O LSD é, por massa, um dos princípios ativos mais potentes já descobertos. As dosagens de LSD são medidas em microgramas (µg), a parte milionésima de um grama (1µg = 0.000001g). Em comparação, as doses de quase todas as drogas, sejam recreacionais ou medicinais, são medidas em miligramas (1 mg = 0.001g). Hofmann determinou que uma dose ativa de mescalina, aproximadamente 0,2 a 0,5 g, tem efeitos comparáveis a 100 µg ou menos de LSD; em outras palavras, o LSD é entre cinco ou dez mil vezes mais ativo que a mescalina.[1]

Enquanto uma dose típica única de LSD pode estar entre 100 e 500 microgramas — uma quantidade aproximadamente igual a um décimo da massa de um grão de areia — seus efeitos mínimos já podem ser sentidos com pequenas quantidades como 20 microgramas.[6]

De acordo com Stoll, o nível de dose que irá produzir um efeito alucinógeno em humanos é considerado ser 20 a 30 µg, com os efeitos da droga se tornando marcadamente mais evidentes com dosagens mais altas.[6] [7] De acordo com um "review" de Glass e Henderson, os produtos oriundos do mercado negro de LSD, em geral, não sofrem adulterações, embora algumas vezes sejam contaminados por produtos derivados da fabricação. As doses típicas nos anos 1960s variavam de 200 a 1000 µg, enquanto as amostras encontradas nas ruas dos anos 1970s continham 30 a 300 µg. Na metade dos anos 1980s, a média tinha reduzido para 100 a 125 µg, abaixando ainda mais nos anos 1990s para 20–80 µg. (Glass e Henderson concluíram que doses menores geralmente produziam menos bad trips.)[5] Dosagens por alguns usuários podem ser tão altas como 1.200 µg (1,2 mg), mesmo que uma dose tão alta possa gerar reações físicas e psicológicas desagradáveis. No entanto, a fisiologia humana não desenvolve tolerância a longo prazo ao LSD e, geralmente, apenas usuários desavisados consomem quantias próximas a 1 mg em uma única dose.

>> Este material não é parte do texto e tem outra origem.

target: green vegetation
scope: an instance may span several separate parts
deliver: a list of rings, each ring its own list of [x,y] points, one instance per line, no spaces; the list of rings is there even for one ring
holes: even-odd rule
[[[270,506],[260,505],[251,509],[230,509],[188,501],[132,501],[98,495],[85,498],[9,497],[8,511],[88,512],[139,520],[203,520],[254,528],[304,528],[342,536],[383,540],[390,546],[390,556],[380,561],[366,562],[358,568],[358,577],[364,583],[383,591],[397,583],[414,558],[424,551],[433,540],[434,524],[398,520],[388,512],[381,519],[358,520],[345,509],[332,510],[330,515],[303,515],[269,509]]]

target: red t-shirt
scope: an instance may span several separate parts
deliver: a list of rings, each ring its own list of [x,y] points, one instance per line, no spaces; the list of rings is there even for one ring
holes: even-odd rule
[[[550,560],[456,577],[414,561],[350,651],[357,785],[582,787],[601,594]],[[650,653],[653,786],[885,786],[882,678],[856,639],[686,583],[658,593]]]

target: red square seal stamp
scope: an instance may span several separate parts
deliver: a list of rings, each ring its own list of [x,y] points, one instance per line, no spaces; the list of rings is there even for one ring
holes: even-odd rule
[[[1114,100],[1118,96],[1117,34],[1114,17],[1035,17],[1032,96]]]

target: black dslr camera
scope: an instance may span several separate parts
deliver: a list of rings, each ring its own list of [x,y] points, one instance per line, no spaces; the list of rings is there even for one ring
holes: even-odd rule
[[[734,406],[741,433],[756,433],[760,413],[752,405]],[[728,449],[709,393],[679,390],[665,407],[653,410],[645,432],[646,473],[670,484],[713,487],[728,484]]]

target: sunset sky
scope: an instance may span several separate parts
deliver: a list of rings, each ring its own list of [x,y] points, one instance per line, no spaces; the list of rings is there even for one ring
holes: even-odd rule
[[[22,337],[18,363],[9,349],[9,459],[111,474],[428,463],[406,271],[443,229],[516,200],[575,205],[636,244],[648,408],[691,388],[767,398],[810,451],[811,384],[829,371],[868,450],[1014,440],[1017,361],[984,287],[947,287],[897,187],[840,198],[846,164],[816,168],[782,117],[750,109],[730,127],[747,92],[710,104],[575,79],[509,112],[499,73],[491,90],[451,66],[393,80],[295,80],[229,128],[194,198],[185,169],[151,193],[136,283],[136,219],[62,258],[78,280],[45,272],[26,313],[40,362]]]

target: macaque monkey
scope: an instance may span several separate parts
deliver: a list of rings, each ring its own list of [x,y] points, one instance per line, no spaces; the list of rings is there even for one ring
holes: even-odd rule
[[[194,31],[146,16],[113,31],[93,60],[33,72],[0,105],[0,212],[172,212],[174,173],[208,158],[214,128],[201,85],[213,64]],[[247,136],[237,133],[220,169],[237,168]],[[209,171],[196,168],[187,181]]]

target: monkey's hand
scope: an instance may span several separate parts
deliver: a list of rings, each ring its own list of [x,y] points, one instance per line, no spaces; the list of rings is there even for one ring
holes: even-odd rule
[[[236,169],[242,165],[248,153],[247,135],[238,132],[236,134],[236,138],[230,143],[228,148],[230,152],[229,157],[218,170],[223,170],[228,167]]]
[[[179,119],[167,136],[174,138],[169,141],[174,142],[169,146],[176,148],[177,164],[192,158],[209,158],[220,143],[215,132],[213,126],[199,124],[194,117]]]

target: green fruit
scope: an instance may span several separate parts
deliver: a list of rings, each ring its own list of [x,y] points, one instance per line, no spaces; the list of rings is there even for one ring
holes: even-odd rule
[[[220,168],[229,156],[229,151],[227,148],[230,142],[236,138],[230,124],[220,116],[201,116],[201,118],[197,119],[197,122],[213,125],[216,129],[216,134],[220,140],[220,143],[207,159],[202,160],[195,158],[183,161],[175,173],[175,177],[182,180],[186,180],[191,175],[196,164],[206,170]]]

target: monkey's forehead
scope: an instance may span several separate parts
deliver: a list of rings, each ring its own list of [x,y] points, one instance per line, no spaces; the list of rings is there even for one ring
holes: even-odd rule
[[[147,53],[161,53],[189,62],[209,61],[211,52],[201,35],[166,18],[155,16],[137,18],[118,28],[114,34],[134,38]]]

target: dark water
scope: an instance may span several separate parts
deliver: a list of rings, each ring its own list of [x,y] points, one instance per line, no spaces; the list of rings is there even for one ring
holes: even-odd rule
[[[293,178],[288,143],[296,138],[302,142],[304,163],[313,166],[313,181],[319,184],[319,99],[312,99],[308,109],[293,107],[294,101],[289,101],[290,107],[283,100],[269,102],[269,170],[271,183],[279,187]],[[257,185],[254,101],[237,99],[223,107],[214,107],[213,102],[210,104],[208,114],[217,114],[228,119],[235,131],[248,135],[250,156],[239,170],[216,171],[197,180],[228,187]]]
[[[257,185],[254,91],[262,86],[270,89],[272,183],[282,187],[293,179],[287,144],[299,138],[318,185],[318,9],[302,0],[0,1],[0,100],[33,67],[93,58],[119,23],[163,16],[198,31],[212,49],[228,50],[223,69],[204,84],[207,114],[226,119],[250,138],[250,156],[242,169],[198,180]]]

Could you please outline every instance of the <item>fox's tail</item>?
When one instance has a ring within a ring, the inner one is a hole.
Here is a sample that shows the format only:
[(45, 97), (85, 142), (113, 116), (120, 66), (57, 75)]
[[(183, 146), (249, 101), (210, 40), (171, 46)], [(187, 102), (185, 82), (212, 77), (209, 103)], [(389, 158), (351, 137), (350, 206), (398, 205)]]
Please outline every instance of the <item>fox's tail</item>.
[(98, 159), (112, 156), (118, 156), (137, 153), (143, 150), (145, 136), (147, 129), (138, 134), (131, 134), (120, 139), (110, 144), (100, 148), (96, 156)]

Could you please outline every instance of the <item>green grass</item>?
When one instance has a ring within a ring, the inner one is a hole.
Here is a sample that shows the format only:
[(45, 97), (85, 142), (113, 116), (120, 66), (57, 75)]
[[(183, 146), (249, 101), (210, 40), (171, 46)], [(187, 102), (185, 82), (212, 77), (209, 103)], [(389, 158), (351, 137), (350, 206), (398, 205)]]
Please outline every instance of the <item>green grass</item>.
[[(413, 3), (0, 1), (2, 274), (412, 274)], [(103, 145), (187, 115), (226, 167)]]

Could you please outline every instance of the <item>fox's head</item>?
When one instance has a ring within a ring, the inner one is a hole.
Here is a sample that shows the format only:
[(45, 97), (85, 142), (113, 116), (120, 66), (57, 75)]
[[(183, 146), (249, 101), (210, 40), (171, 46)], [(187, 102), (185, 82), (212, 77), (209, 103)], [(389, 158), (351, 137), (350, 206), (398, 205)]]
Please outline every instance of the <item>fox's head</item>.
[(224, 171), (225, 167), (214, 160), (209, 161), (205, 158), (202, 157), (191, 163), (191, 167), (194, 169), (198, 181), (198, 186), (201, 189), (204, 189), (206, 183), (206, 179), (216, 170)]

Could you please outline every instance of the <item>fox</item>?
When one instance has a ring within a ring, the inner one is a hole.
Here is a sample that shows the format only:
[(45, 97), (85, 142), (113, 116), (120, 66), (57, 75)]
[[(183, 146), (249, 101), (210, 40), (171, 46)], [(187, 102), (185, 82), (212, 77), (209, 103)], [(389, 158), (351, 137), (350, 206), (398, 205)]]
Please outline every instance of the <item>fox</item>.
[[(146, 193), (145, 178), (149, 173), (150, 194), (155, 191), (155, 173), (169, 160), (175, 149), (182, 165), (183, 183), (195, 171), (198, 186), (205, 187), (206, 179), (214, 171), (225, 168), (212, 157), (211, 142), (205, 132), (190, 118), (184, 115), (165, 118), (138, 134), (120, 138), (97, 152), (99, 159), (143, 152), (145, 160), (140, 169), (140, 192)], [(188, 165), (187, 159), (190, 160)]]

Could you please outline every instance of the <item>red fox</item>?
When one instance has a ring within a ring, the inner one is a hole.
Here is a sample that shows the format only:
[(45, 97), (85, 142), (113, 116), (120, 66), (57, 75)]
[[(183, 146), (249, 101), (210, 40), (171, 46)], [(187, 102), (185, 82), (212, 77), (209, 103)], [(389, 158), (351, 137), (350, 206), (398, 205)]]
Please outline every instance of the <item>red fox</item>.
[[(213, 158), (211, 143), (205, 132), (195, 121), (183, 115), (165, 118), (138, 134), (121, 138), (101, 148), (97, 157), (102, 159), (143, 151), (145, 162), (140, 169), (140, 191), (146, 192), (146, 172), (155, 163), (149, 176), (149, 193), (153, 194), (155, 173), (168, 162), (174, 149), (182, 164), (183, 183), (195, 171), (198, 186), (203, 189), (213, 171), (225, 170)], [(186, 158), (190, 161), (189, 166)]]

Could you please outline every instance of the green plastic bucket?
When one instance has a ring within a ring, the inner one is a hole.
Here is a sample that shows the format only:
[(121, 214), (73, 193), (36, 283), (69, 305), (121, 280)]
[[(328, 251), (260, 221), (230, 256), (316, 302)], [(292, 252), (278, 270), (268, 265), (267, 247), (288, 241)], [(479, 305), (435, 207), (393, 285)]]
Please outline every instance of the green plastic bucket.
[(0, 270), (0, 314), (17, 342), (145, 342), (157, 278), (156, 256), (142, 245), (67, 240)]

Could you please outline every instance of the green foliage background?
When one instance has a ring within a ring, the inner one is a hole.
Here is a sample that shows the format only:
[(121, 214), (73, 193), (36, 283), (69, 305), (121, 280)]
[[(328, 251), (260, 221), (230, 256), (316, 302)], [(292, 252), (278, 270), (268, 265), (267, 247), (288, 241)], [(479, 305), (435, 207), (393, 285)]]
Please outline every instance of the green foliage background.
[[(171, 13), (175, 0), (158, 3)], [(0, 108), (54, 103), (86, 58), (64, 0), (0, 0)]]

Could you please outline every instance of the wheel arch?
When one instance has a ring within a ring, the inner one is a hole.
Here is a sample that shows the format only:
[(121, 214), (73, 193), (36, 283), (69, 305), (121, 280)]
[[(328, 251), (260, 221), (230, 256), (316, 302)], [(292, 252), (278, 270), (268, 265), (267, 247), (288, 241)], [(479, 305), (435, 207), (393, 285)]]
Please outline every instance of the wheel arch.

Supõe-se que a dose letal (LD50) do LSD varie de 200 µg/kg a mais de 1 mg/kg de massa corporal humana, embora a maioria das fontes relatem que não há casos conhecidos de humanos com uma overdose dessa quantia. Outras fontes relatam uma única suspeita de overdose fatal de LSD, no ano de 1974 em Kentucky, na qual houve indicativos que ~1/3 de um grama (320 mg ou 320.000 µg) tinham sido injetadas intravenosamente, ou seja, mais de 3.000 vezes a dose típica de uso oral (cerca de 100 µg tinham sido injetadas).[8] No entanto, a verdadeira causa dessa morte foi dada como inconclusiva e não existem registros quanto a qualquer outro óbito ligado à interação fisiológica do LSD com o organismo humano. Por outro lado, suicídios não são incomuns; é consenso entre os estudiosos que a droga possa agravar condições psiquiátricas severas ou desencadeá-las em pessoas predispostas, a ponto de o indivíduo findar a própria vida.

Mostrou-se que existe uma tolerância cruzada entre o LSD, mescalina e psilocibina.

A tolerância ao LSD é temporária, desaparece depois de alguns dias de abstenção do uso. Não é possível readministrar a substância logo após o término de seu principal efeito, que não vigora durante o período de tolerância.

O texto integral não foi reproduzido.